Circuit designs, and particularly designs for Field Programmable Gate Arrays (FPGA's), have become increasingly complex and heterogeneous. Modern circuit designs can include a variety of different components or resources including, but not limited to, registers, block Random Access Memory (RAM), multipliers, processors, and the like. This increasing complexity makes placement and signal routing of circuit designs more cumbersome.
Circuit packing provides a degree of simplification. Circuit packing refers to the grouping or association of circuit components into larger clusters of components. For a given design, a packer “packs” circuit components together based on particular objective functions. Each clustered grouping of components then can be treated as a single, larger component for purposes of circuit placement and signal routing. The packing process effectively reduces the number of components to be processed during subsequent circuit design tasks.

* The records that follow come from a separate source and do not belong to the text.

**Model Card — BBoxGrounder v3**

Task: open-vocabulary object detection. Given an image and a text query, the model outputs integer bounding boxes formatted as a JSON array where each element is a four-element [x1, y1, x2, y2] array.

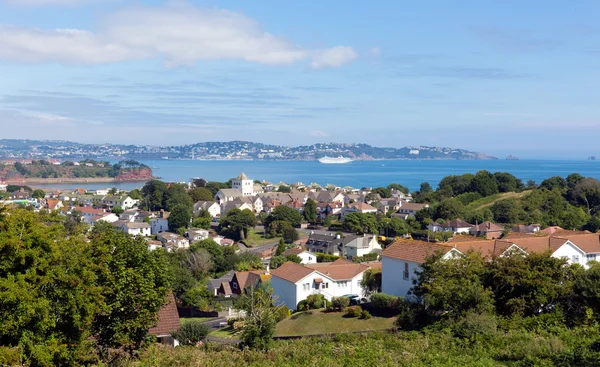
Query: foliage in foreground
[[127, 324, 600, 367]]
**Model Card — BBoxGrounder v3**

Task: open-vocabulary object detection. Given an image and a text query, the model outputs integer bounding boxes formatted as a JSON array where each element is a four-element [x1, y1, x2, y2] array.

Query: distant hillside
[[0, 139, 497, 161]]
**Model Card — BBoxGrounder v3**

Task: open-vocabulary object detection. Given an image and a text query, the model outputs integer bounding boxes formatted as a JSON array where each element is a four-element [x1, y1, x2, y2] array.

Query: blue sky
[[0, 0, 599, 159]]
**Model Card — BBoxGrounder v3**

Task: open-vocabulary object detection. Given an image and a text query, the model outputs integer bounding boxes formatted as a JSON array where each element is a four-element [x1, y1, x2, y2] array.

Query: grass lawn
[[274, 309, 396, 337], [244, 228, 279, 247], [180, 317, 216, 324], [209, 326, 242, 339], [467, 191, 531, 211]]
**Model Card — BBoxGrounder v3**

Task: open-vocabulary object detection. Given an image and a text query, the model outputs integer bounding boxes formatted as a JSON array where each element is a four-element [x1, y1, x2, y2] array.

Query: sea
[[26, 159, 600, 192]]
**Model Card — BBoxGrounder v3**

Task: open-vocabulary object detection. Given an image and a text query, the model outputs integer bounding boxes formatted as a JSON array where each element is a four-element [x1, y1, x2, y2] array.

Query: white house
[[117, 222, 151, 236], [232, 172, 254, 196], [395, 203, 428, 218], [343, 235, 383, 259], [151, 210, 170, 234], [157, 232, 190, 250], [95, 189, 110, 196], [381, 240, 462, 299], [188, 228, 209, 243], [271, 259, 377, 310], [221, 200, 253, 217], [427, 219, 474, 234], [193, 201, 221, 219], [88, 213, 120, 226], [102, 196, 137, 210], [73, 206, 108, 224], [341, 202, 377, 218], [282, 247, 317, 264]]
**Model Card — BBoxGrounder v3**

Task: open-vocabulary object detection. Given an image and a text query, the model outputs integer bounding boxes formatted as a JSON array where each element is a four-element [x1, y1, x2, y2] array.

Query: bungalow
[[282, 247, 317, 264], [157, 232, 190, 250], [230, 270, 271, 295], [271, 259, 376, 310], [45, 199, 63, 211], [88, 213, 120, 225], [341, 202, 377, 218], [428, 219, 474, 234], [188, 228, 209, 243], [469, 221, 504, 239], [396, 203, 428, 218], [148, 293, 181, 347]]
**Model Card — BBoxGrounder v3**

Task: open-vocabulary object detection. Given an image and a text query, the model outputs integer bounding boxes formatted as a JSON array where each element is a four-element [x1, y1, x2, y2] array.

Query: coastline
[[5, 177, 152, 185]]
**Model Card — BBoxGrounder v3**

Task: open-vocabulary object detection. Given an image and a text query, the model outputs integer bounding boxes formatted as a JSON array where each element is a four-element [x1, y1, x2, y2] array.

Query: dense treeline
[[0, 209, 170, 366], [6, 160, 149, 179]]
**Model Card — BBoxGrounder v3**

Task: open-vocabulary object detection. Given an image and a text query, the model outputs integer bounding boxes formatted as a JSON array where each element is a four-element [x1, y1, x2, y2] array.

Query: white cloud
[[310, 46, 358, 69], [0, 3, 357, 68]]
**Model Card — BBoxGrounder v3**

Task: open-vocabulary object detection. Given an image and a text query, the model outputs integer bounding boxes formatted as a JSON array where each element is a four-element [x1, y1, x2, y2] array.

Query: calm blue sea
[[28, 159, 600, 192]]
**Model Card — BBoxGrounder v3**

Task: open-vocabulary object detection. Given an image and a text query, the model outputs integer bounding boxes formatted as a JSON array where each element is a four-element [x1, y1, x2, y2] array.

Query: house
[[306, 233, 345, 256], [309, 191, 345, 204], [119, 209, 139, 222], [343, 235, 383, 259], [469, 221, 504, 239], [381, 239, 462, 298], [73, 206, 107, 224], [88, 213, 119, 225], [208, 270, 236, 297], [157, 232, 190, 250], [286, 199, 304, 213], [230, 270, 272, 295], [151, 210, 170, 234], [271, 259, 376, 310], [326, 202, 344, 216], [512, 224, 541, 234], [45, 199, 63, 211], [282, 247, 317, 264], [188, 228, 209, 243], [221, 199, 253, 217], [10, 188, 31, 200], [194, 201, 221, 219], [341, 202, 377, 218], [102, 196, 137, 209], [428, 219, 474, 234], [215, 188, 244, 204], [263, 199, 282, 215], [231, 172, 255, 196], [148, 293, 181, 347], [95, 189, 110, 196], [147, 239, 163, 251], [396, 203, 428, 218], [117, 222, 151, 236], [0, 184, 7, 192], [378, 199, 402, 214]]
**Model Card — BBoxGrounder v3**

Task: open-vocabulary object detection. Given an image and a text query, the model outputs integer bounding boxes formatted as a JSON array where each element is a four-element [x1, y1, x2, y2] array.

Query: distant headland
[[0, 139, 497, 161]]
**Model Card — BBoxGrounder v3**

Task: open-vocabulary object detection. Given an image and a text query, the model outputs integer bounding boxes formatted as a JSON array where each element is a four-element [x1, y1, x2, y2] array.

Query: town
[[2, 168, 600, 354]]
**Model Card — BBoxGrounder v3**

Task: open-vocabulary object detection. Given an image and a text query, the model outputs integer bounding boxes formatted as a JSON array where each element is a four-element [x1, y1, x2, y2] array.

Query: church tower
[[232, 172, 253, 196]]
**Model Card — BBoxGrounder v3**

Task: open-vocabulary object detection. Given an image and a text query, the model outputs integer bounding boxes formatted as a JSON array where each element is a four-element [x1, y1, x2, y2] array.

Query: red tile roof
[[148, 293, 180, 337], [381, 239, 455, 264], [271, 262, 315, 283]]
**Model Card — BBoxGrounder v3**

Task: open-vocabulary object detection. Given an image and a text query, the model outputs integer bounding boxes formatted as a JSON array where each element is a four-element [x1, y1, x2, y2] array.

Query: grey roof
[[193, 200, 218, 212], [217, 189, 243, 198], [208, 270, 236, 291], [237, 172, 249, 180], [123, 222, 150, 229]]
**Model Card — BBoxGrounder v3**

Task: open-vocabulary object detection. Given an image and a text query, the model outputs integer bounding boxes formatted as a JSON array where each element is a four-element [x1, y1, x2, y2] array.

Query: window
[[587, 254, 597, 261], [357, 280, 361, 287], [339, 281, 348, 288], [232, 282, 238, 289], [572, 255, 580, 263], [303, 283, 310, 291], [309, 257, 313, 261], [403, 262, 409, 280], [324, 282, 329, 289]]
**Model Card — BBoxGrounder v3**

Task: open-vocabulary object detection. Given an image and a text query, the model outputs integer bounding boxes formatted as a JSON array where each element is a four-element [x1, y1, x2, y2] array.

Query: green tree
[[470, 170, 499, 197], [494, 172, 520, 193], [387, 183, 410, 195], [304, 198, 317, 225], [343, 213, 378, 234], [220, 208, 257, 241], [361, 268, 382, 297], [128, 188, 142, 200], [165, 183, 193, 211], [540, 176, 567, 191], [265, 206, 303, 228], [277, 185, 291, 193], [171, 322, 210, 346], [89, 224, 171, 359], [283, 226, 299, 243], [276, 238, 286, 256], [570, 178, 600, 214], [112, 205, 124, 215], [168, 204, 192, 231], [373, 187, 392, 198], [490, 198, 523, 224], [141, 180, 167, 211], [31, 189, 45, 199], [269, 255, 287, 269], [438, 174, 474, 196], [189, 187, 214, 202], [434, 198, 465, 221], [238, 287, 281, 350], [411, 251, 494, 319], [420, 182, 433, 194]]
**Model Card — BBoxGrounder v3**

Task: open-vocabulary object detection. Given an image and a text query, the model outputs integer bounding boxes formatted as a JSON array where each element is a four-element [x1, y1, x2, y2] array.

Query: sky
[[0, 0, 599, 159]]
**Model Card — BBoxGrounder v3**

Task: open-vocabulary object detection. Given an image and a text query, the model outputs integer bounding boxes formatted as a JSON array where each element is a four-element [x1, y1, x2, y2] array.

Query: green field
[[274, 309, 396, 337], [244, 228, 280, 247], [466, 191, 531, 211]]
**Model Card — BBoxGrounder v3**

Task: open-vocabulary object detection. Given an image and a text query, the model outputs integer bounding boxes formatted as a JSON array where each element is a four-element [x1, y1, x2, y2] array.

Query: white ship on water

Packing refers to both mandatory packing as well as non-mandatory packing. Mandatory packing refers to packing operations that are performed as dictated by the circuit architecture. For example, mandatory packing can include packing objects so as to implement carry chains, block random access memory (RAM), or other circuit structures. In contrast, non-mandatory packing refers to the packing of objects for purposes that are unrelated to the underlying circuit architecture. For example, non-mandatory packing can include packing components to achieve a particular signal propagation delay based upon topological circuit information.
Packing typically occurs prior to the placement and routing tasks of physical circuit design. Accordingly, as noted, the packing task serves to simplify circuit design as once components are clustered together as a single, larger circuit component, the placing and routing tasks effectively are left with fewer components to process. Unfortunately, the tradeoff for this simplification is reduced granularity. In other words, while having fewer components to place and route simplifies circuit design, the reduced granularity affords fewer choices with respect to circuit placement and routing.
What is needed is a technique which provides the benefits of circuit packing while not restricting granularity or the choices available to subsequent circuit design tasks.